Dull-frontal
Shame feels like it should have come out in 1996. With its meandering storyline; film-school-precious camera tricks that alternate between interesting and awful; and an NC-17 rating that guarantees most people will see it on video, director Steve McQueen's chilly isolation opus plays like the off-brand indie you skipped in favor of Trainspotting.
The film stars Michael Fassbender as Brandon, a handsome, single New Yorker who spends his days surfing the Web for porn and his nights trolling social scenes for the real thing. His sister, Sissy (Carey Mulligan), comes to stay with him after a falling out with her boyfriend. Though she claims to be catching her breath before moving back to L.A., she quickly settles in and begins seeing Brandon's married-doofus boss, David (James Badge Dale), and looking for singing gigs around town.
Brandon encounters Marianne (Nicole Beharie), a new co-worker who knocks him off his predatory game by insisting on a date. At dinner, she engages him in conversation, which leads to a minor quarrel when he reveals a lack of faith in relationships. Brandon fails to seal the deal, but pops up in Marianne's office the next day and whisks her away to his apartment for some hot, afternoon sex. She gets into it, but her initial challenge to his masculine authority, apparently, renders him impotent. She leaves. Within a couple hours, he's banging a prostitute against the glass walls of his panoramic-view bedroom.
I've injected a lot of information into that synopsis, which the film itself did not. I don't know that Marianne "insisted" on anything. The time that passes between Brandon and Marianne's date could have been a day; it also could have been a week. And the rebound girl might have been a prostitute--earlier, we see Brandon actually pay for sex--or it could have been someone he ran into while picking up his mail.

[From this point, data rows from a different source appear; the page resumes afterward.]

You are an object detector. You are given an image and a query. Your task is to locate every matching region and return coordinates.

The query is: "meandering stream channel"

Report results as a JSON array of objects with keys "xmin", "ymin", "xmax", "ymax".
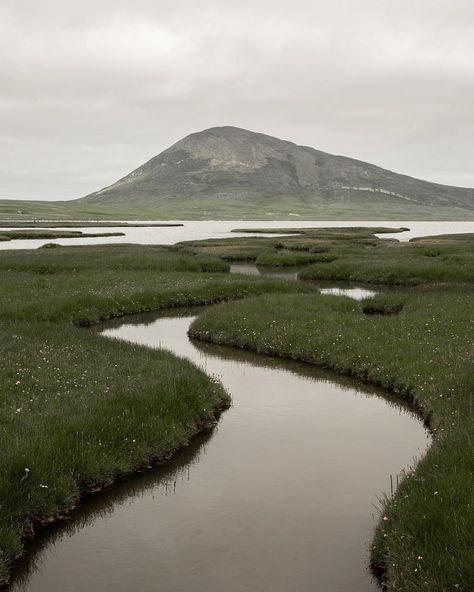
[{"xmin": 12, "ymin": 298, "xmax": 429, "ymax": 592}]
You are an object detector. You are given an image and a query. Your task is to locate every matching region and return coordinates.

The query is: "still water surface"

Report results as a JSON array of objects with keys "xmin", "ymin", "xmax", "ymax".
[
  {"xmin": 0, "ymin": 220, "xmax": 474, "ymax": 250},
  {"xmin": 13, "ymin": 310, "xmax": 429, "ymax": 592},
  {"xmin": 230, "ymin": 263, "xmax": 378, "ymax": 300}
]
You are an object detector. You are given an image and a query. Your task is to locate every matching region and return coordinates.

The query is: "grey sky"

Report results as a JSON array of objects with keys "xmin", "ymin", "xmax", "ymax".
[{"xmin": 0, "ymin": 0, "xmax": 474, "ymax": 199}]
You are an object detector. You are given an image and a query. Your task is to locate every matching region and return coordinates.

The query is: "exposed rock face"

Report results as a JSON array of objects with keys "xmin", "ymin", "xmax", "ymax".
[{"xmin": 82, "ymin": 127, "xmax": 474, "ymax": 210}]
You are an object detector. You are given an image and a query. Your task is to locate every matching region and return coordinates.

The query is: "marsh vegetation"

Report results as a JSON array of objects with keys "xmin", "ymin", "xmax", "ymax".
[{"xmin": 0, "ymin": 229, "xmax": 474, "ymax": 592}]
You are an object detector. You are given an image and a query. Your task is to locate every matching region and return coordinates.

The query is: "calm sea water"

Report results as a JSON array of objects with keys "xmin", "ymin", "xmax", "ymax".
[{"xmin": 0, "ymin": 220, "xmax": 474, "ymax": 249}]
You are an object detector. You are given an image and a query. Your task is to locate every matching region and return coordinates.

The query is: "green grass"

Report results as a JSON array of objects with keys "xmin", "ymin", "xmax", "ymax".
[
  {"xmin": 0, "ymin": 245, "xmax": 309, "ymax": 583},
  {"xmin": 0, "ymin": 229, "xmax": 474, "ymax": 592},
  {"xmin": 191, "ymin": 235, "xmax": 474, "ymax": 592},
  {"xmin": 181, "ymin": 228, "xmax": 474, "ymax": 286},
  {"xmin": 0, "ymin": 228, "xmax": 124, "ymax": 241}
]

McQueen and co-writer Abi Morgan aren't interested in transitions, motivations, or plot so much as holding on their characters' faces for uncomfortably long stretches and asking the audience to fill in the blanks of their personalities. The first few instances are acceptable, but when the film indulges in a tight close-up of Mulligan singing a record-book-slow version of "New York, New York"--but fails to give us any reason to care about whether Sissy lives or dies--the imbalance becomes intolerable.

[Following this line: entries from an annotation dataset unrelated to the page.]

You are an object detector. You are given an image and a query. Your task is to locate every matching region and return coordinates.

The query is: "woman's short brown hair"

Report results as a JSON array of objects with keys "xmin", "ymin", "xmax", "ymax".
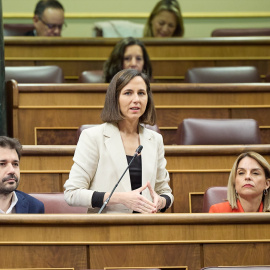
[
  {"xmin": 101, "ymin": 69, "xmax": 156, "ymax": 125},
  {"xmin": 103, "ymin": 37, "xmax": 152, "ymax": 83},
  {"xmin": 143, "ymin": 0, "xmax": 184, "ymax": 37},
  {"xmin": 227, "ymin": 152, "xmax": 270, "ymax": 212}
]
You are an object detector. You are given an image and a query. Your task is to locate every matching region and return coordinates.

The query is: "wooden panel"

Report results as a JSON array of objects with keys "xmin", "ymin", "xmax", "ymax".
[
  {"xmin": 7, "ymin": 82, "xmax": 270, "ymax": 145},
  {"xmin": 90, "ymin": 244, "xmax": 201, "ymax": 269},
  {"xmin": 172, "ymin": 171, "xmax": 229, "ymax": 213},
  {"xmin": 16, "ymin": 145, "xmax": 270, "ymax": 213},
  {"xmin": 0, "ymin": 213, "xmax": 270, "ymax": 270},
  {"xmin": 5, "ymin": 37, "xmax": 270, "ymax": 82},
  {"xmin": 19, "ymin": 172, "xmax": 64, "ymax": 193},
  {"xmin": 0, "ymin": 247, "xmax": 89, "ymax": 270},
  {"xmin": 35, "ymin": 127, "xmax": 77, "ymax": 145},
  {"xmin": 203, "ymin": 243, "xmax": 270, "ymax": 266}
]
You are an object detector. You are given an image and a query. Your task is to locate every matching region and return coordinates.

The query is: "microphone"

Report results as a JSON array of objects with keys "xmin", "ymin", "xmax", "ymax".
[{"xmin": 98, "ymin": 145, "xmax": 143, "ymax": 214}]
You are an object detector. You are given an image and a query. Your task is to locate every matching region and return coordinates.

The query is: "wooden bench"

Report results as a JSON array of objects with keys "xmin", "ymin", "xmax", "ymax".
[
  {"xmin": 7, "ymin": 81, "xmax": 270, "ymax": 145},
  {"xmin": 19, "ymin": 145, "xmax": 270, "ymax": 213},
  {"xmin": 4, "ymin": 37, "xmax": 270, "ymax": 82},
  {"xmin": 0, "ymin": 213, "xmax": 270, "ymax": 270}
]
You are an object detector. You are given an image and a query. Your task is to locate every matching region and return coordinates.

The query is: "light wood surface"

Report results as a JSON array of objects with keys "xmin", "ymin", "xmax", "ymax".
[
  {"xmin": 7, "ymin": 81, "xmax": 270, "ymax": 145},
  {"xmin": 5, "ymin": 37, "xmax": 270, "ymax": 82},
  {"xmin": 0, "ymin": 213, "xmax": 270, "ymax": 270},
  {"xmin": 19, "ymin": 145, "xmax": 270, "ymax": 213}
]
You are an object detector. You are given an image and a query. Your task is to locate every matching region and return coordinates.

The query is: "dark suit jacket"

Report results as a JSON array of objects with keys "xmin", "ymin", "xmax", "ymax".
[{"xmin": 15, "ymin": 190, "xmax": 44, "ymax": 214}]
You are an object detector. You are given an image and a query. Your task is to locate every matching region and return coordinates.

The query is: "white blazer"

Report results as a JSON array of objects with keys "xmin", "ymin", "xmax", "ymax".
[{"xmin": 64, "ymin": 123, "xmax": 174, "ymax": 213}]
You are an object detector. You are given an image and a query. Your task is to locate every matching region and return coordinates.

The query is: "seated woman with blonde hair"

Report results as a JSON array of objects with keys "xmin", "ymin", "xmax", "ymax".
[
  {"xmin": 143, "ymin": 0, "xmax": 184, "ymax": 38},
  {"xmin": 209, "ymin": 152, "xmax": 270, "ymax": 213}
]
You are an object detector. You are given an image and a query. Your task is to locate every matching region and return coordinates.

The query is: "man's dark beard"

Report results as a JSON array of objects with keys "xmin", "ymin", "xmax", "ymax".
[{"xmin": 0, "ymin": 175, "xmax": 19, "ymax": 195}]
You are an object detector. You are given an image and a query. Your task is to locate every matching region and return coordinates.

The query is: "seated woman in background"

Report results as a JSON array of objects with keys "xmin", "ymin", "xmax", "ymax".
[
  {"xmin": 209, "ymin": 152, "xmax": 270, "ymax": 213},
  {"xmin": 103, "ymin": 37, "xmax": 152, "ymax": 83},
  {"xmin": 64, "ymin": 69, "xmax": 173, "ymax": 213},
  {"xmin": 143, "ymin": 0, "xmax": 184, "ymax": 38}
]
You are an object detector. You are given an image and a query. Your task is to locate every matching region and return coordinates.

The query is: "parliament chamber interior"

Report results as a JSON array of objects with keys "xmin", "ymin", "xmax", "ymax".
[{"xmin": 0, "ymin": 0, "xmax": 270, "ymax": 270}]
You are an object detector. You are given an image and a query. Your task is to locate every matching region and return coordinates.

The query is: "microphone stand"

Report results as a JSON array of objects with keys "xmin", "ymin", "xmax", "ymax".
[{"xmin": 98, "ymin": 145, "xmax": 143, "ymax": 214}]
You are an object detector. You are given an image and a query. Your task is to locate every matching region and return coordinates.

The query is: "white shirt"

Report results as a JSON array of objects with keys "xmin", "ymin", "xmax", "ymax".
[{"xmin": 0, "ymin": 191, "xmax": 18, "ymax": 214}]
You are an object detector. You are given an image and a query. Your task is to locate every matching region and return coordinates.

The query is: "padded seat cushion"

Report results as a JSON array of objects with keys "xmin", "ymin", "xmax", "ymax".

A few scenes later, Brandon goes for a night jog, and we follow him for about two minutes of a medium, side-scrolling tracking shot. Rather than thinking, "I wonder what's going on in his head", I just marvelled at how much paperwork it must have taken to clear several blocks around Madison Square Garden to get that footage. Not good.
The film's single, truly cool shot occurs during the restaurant scene between Marianne and Brandon. It opens wide and gradually pushes in on the characters until we're right at the table with them. McQueen does a great job of masking the zoom by incrementally stepping up our proximity to the table via frequent interruptions by the waiter. There may have been cuts leading up to the final close-up of the two diners, but I don't remember them--which is one of the hallmarks of a gifted filmmaker.
Shame reminds me a lot of Drive, another film starring Mulligan, in which characters gaze at each other for interminable stretches. I like this movie slightly better, only because Fassbender does a better job of masking his blank-slate persona than Ryan Gosling did. McQueen and Morgan pepper a few lively scenes here and there, giving their plot a jerky, stop/start quality that teases forward momentum up until the closing scene--at which point their grand con is revealed.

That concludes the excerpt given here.